RULES

Flower farmers concerned over new regulations by EU

It wants farmers to reduce on amount of fertilizer and pesticides used

In Summary
  • The floriculture sector is the second foreign earner after tea
  • Naivasha has over 60 flower farms
Jack Kneppers the MD Maridadi flower farm examines roses in the green houses in the Naivasha based firm.
Flower production Jack Kneppers the MD Maridadi flower farm examines roses in the green houses in the Naivasha based firm.
Image: George Murage

The European Union has introduced new stringent measures that require farmers to reduce the number of fertilizers, pesticides, and water used in their line of production.

The new regulations have been termed as a threat to production with stakeholders warning that this would have adverse effects on quality and quantity.

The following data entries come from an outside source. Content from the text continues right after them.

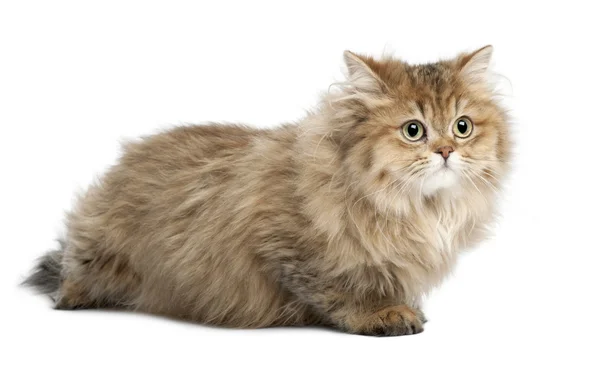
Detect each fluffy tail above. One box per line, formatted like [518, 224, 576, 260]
[23, 242, 64, 299]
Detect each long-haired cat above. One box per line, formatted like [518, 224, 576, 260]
[26, 46, 510, 335]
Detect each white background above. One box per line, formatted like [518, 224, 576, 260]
[0, 0, 600, 367]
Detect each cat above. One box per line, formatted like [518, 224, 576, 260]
[25, 46, 511, 336]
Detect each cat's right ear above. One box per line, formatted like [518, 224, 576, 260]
[344, 50, 387, 95]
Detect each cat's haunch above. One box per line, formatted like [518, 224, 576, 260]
[26, 46, 511, 335]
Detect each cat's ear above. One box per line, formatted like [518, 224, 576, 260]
[457, 45, 494, 84]
[344, 50, 387, 94]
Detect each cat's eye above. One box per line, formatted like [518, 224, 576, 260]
[402, 120, 425, 142]
[452, 116, 473, 138]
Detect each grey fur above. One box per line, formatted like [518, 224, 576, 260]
[22, 240, 65, 299]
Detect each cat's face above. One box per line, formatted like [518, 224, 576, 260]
[342, 47, 509, 207]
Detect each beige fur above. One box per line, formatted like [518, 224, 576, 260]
[24, 47, 510, 335]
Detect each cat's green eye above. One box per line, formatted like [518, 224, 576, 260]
[402, 120, 425, 142]
[452, 116, 473, 138]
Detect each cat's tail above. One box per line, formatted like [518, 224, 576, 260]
[22, 241, 64, 299]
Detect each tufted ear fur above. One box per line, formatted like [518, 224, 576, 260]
[344, 51, 387, 94]
[457, 45, 494, 84]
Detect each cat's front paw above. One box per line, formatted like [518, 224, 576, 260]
[351, 305, 426, 336]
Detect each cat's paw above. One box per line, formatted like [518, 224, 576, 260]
[352, 305, 426, 336]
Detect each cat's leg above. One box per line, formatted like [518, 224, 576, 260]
[283, 265, 425, 336]
[331, 304, 425, 336]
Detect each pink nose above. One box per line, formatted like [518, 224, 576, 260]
[435, 146, 454, 160]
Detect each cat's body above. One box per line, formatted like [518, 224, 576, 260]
[29, 49, 508, 335]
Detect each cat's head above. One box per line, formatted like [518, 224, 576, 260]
[328, 46, 509, 210]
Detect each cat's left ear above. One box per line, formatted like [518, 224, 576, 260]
[457, 45, 494, 84]
[344, 50, 387, 95]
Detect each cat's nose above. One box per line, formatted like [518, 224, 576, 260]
[435, 146, 454, 160]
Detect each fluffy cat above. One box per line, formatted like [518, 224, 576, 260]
[26, 46, 510, 335]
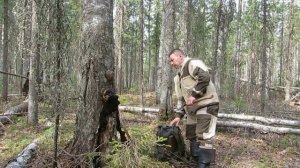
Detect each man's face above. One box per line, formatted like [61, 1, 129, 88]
[169, 54, 183, 69]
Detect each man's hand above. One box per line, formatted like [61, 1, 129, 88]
[186, 96, 196, 106]
[170, 117, 181, 126]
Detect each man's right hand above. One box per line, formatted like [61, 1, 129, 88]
[170, 117, 181, 126]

According to the Kenya Flower Council (KFC), the new regulations posed a major challenge in dealing with pests and addressing the issue of the quality of flowers originating from the continent.

The council CEO Clement Tulezi noted that soil fertility in the region had dropped sharply and thus the requirement for fertilizers whose prices had shot up by three times.

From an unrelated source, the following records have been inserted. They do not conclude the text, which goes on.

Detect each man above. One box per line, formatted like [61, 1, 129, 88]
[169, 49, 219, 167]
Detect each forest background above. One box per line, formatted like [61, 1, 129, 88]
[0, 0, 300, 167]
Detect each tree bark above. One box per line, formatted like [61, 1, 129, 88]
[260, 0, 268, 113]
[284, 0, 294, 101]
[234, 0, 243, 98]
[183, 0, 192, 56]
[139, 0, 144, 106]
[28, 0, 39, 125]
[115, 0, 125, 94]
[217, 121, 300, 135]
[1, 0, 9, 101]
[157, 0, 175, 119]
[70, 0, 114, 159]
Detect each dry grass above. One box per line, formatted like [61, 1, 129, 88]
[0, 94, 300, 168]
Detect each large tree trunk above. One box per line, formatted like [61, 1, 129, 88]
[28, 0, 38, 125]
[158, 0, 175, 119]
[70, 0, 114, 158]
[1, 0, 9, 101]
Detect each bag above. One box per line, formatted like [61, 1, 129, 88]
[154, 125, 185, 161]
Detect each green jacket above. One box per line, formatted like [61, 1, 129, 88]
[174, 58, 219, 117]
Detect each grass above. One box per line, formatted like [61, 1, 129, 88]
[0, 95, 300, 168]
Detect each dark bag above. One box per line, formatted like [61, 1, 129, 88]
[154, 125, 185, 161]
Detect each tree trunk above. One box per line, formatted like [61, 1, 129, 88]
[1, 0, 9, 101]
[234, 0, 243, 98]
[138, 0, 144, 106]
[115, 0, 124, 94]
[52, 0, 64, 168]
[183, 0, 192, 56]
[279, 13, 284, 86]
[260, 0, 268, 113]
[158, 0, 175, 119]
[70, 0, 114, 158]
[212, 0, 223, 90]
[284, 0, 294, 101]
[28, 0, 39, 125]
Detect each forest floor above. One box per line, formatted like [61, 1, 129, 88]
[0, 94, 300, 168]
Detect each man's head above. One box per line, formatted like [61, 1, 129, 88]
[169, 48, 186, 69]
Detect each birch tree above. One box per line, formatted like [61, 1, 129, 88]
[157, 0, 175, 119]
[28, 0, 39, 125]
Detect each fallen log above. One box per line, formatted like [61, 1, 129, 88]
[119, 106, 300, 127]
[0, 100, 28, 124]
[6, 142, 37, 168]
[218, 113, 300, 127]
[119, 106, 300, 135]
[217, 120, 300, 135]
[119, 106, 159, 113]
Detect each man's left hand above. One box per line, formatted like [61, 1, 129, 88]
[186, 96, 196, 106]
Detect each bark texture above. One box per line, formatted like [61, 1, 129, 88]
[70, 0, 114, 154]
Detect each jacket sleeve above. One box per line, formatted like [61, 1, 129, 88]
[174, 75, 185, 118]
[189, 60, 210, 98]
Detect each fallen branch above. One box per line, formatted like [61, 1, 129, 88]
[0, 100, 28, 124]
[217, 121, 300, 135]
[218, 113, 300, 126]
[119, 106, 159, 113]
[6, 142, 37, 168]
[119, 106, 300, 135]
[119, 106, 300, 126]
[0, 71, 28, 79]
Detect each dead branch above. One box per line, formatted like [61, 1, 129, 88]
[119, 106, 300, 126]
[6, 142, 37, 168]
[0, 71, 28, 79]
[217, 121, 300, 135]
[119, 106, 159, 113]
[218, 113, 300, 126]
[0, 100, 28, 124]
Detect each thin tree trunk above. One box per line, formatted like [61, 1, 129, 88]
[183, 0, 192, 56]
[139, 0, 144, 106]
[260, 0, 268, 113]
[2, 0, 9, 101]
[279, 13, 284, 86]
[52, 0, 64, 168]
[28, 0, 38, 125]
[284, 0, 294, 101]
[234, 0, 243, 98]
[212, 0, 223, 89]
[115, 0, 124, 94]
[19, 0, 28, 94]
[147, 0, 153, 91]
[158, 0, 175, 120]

He noted that the region had a high number of pests that would only be addressed through chemicals, adding that the regulations posed a major challenge to the farmers.

Tulezi noted that implementing all those directives would lead to a drop in the quality of the flowers and see a rise in the number of pests affecting flowers.

“We are concerned by the new regulations from the EU which direct farmers to reduce the amount of water, fertilizer, and chemicals that they are using,” he said.

In an interview, Tulezi said that the sector had fully recovered from Covid-19 challenges which had brought flower farming to its knees.

“The pandemic is no longer a challenge and we are now able to navigate through various countries unlike in the past when the movement for cargo was a major challenge,” he said.

He at the same time put the treasury on the spot for failing to pay tax refunds noting that this was adversely affecting small-scale farmers.

“Since December last year the government has not paid the tax refunds and this has negatively impacted the sector at a time when the cost of production has tripled,” he said.

Tulezi added that they were keenly studying the Finance bill which proposed to increase tax on some of the farm inputs.

“The government does not offer support to the flower sector as it does to other sectors like tea and coffee and this is affecting production,” he said.

One of the leading farmers in Naivasha Jack Kneppers admitted that high fuel and electricity charges coupled with rising freight prices remained a major challenge.

Kneppers, who is the owner of the Maridadi flower farm, noted that prices in the EU market had stagnated for years despite the rising cost of production.

“Many of the farmers are yet to fully recover from the pandemic and the situation has been worsened by the rising prices of fertilizer and other farm inputs,” he said.